In other words, it can copy something like the physics talent, but not a mutant power, psionic ability, magical spell, or even a high tech device. Copying the talents of another is automatic - no FEAT roll required (as the power lacks a rank to speak of).

As a spell, variable talent has a unique duration. While the ability has an 'instantaneous' duration, its effects are continuous. Its wielder need not maintain variable talent to keep what they have acquired in this fashion, leaving only when variable talent is reused to acquire a new skill.

Vocal Control
Type: Eclecticism Spell
Duration: 1d10 turns + maintenance, if desired
Cost: 1 point per rank

While many characters can easily manipulate their voice to some extent, altering its pitch or sometimes producing a relatively accurate impersonation of someone else, the power of voice control enhances this ability to a super human degree. This allows the character with vocal control to engage in all manner of feats with their voice that are seemingly impossible - or that usually require a lifetime of training.

The simplest trick one can produce with vocal control is audio mimicry. A mere green power FEAT roll allows a character with vocal control to precisely reproduce any sound they have ever heard. The best sources of sound to mimic are live, as recordings invariably introduce some manner of distortion to the sound. However, most human ears cannot discern such in digital copies of sufficient quality.

Instead of just reproducing sounds one has heard previously, vocal control can also simulate similar noises. This derivative use of vocal control can create original sonic events, which is a great way to speak in someone else's voice if they haven't uttered the precise words one wants them to say. Others are allowed an Intuition (alt) FEAT, opposed by the vocal control power rank, to see through such a ruse.

Another valid use of vocal control is the fine art of speech throwing. By subtly altering the output of their vocal chords, characters with this power can create the illusion that sounds issuing forth from them are, in fact, coming from elsewhere.

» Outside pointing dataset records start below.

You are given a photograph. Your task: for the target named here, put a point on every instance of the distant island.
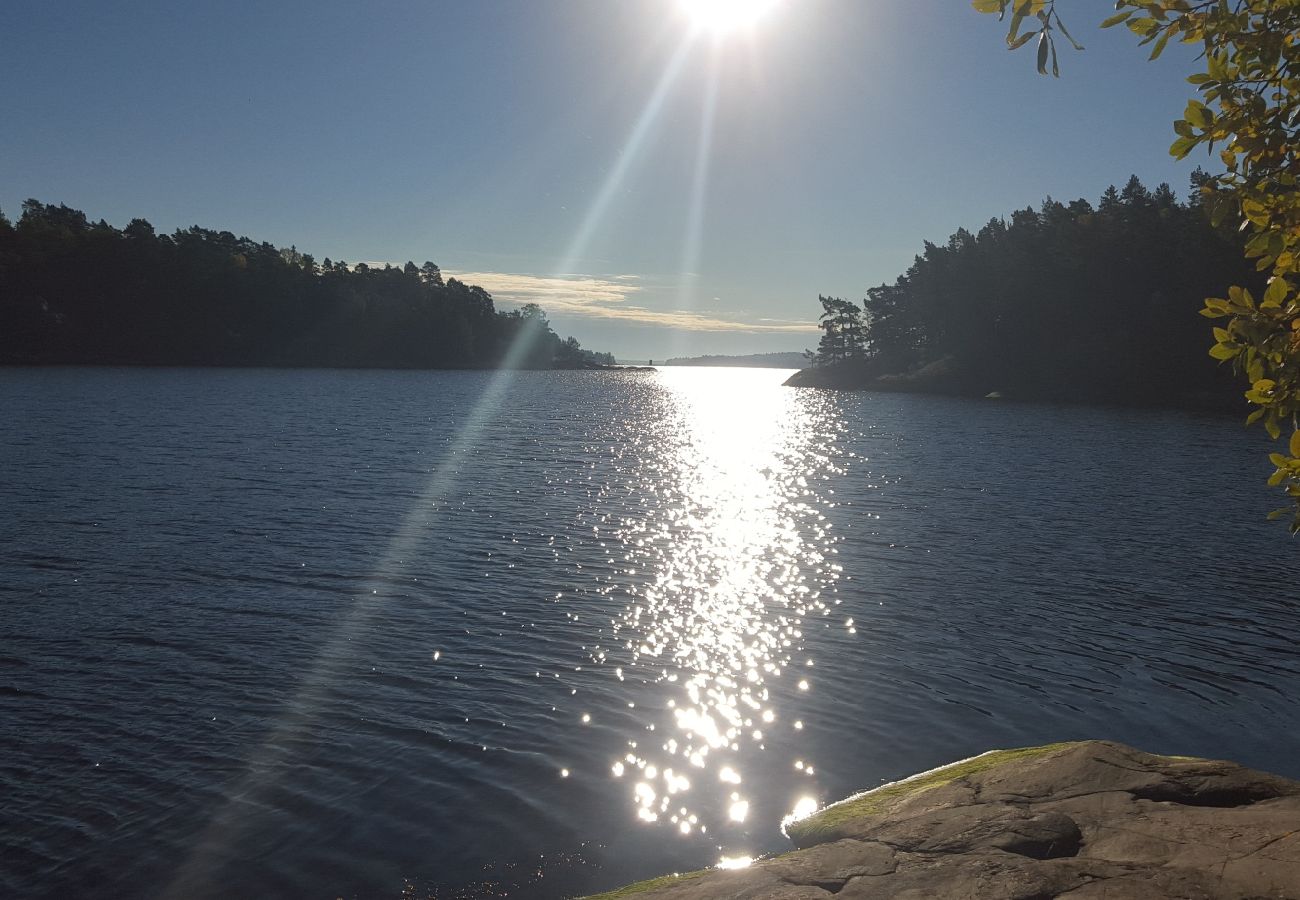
(1067, 302)
(783, 360)
(74, 291)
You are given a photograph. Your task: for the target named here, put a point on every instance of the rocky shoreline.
(1087, 820)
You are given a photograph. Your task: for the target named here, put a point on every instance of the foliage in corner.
(1249, 112)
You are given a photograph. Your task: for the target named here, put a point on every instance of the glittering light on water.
(735, 862)
(736, 562)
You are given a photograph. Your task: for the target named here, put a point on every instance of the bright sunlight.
(723, 17)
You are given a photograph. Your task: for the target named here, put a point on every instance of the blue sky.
(518, 143)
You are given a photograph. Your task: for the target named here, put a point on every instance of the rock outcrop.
(1082, 821)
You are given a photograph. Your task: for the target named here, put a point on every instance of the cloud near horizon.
(607, 298)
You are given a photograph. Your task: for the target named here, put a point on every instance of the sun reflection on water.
(740, 561)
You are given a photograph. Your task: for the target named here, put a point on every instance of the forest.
(74, 291)
(1070, 301)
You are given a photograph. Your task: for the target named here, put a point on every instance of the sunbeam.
(242, 800)
(618, 174)
(692, 243)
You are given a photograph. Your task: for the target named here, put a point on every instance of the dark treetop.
(1064, 302)
(79, 291)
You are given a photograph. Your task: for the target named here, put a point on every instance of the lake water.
(436, 634)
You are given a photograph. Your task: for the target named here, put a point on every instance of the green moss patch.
(654, 883)
(823, 825)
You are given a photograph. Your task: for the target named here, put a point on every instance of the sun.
(723, 17)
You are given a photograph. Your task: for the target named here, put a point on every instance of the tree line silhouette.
(1069, 301)
(81, 291)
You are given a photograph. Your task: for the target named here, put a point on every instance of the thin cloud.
(609, 298)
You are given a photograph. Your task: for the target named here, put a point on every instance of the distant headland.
(780, 360)
(76, 291)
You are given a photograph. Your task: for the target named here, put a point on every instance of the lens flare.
(723, 17)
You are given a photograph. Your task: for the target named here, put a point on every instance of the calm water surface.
(388, 634)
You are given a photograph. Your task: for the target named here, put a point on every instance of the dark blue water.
(388, 634)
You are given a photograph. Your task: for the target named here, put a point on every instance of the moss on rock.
(822, 825)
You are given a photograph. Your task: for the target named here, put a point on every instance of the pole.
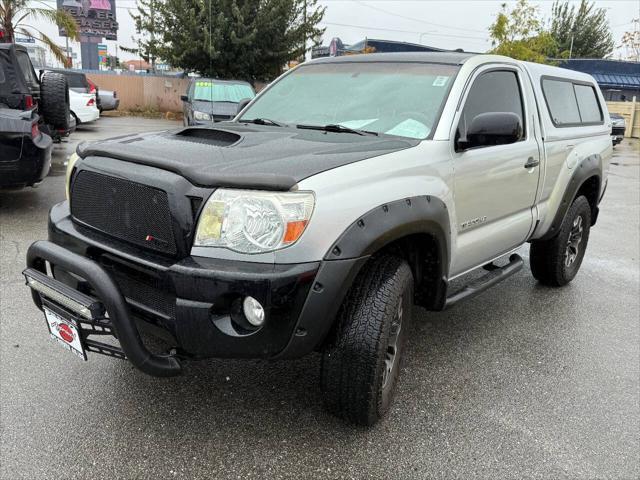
(304, 53)
(153, 37)
(571, 48)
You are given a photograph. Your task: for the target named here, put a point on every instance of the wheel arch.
(415, 228)
(586, 180)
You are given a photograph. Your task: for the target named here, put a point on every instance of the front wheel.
(555, 262)
(361, 364)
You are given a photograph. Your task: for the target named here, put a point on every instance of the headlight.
(250, 221)
(71, 162)
(201, 116)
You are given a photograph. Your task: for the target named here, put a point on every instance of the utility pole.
(153, 36)
(571, 48)
(304, 55)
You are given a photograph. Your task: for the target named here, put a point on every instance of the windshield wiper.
(264, 121)
(335, 128)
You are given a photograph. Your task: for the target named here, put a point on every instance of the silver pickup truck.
(348, 191)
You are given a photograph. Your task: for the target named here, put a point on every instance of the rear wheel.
(361, 364)
(54, 97)
(555, 262)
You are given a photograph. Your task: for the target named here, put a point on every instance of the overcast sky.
(446, 24)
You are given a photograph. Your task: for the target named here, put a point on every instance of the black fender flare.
(589, 167)
(368, 234)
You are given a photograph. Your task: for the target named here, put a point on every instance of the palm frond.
(59, 17)
(58, 53)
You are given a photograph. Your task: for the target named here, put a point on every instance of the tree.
(581, 32)
(519, 34)
(631, 41)
(148, 22)
(244, 39)
(14, 15)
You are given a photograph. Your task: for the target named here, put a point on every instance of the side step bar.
(496, 275)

This use of vocal control also allows an Intuition (alt) FEAT to detect such a ruse, but can be used anywhere within Very Near distance of its wielder.

It's important to note that while a character with vocal control can produce all manner of sounds, they are still limited in the overall volume of such that they can produce. Without additional powers (such as sound generation), a vocal controller cannot produce inherently damaging noise; imitating the sonic attacks (or whatever) of another character will simply produce their racket at a non-damaging level.